O interrogatório aconteceu nesta última quarta-feira (14) e teve alguns conflitos entre a juíza e o réu.

Segundo publicou a Folha de São Paulo, se a juíza seguir rigorosamente os prazos estipulados no processo e rejeitar pedidos da defesa de apresentar novas provas e da própria acusação, ela poderá condenar o ex-presidente Lula a qualquer momento, talvez antes mesmo das festas de final de ano.

Ações em fase avançada

Com o interrogatório da ação penal do sítio de Atibaia, Lula encerra uma das últimas fases desse processo.

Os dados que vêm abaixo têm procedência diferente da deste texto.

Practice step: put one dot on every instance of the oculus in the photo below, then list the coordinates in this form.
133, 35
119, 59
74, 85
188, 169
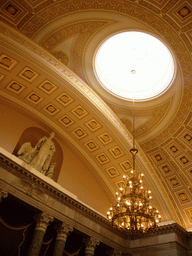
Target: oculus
134, 65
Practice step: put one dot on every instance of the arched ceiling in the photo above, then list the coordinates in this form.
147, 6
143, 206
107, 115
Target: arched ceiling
51, 45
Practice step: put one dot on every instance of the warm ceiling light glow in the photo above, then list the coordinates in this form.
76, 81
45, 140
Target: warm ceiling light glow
134, 65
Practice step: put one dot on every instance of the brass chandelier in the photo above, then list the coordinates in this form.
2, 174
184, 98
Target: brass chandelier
133, 212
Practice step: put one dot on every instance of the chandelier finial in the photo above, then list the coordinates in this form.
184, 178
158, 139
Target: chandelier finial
133, 212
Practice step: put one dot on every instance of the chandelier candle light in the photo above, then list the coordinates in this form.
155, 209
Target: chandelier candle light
133, 212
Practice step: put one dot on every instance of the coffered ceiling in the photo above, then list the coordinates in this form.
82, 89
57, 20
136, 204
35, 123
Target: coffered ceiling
46, 71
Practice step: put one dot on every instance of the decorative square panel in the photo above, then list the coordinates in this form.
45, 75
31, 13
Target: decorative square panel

Ele está agora perto de duas sentenças decisivas que podem ser proferidas pela Justiça Federal do Paraná.

Entretanto, seus advogados ainda tentam suspender ou cancelar a sentença proferida por Sérgio Moro no caso do triplex de Guarujá, onde o petista foi condenado a 12 anos e 1 mês de prisão por corrupção e lavagem de dinheiro.

Uma outra ação em que Lula é investigado, trata-se de um terreno em que ele teria sido beneficiado pela construtora Odebrecht.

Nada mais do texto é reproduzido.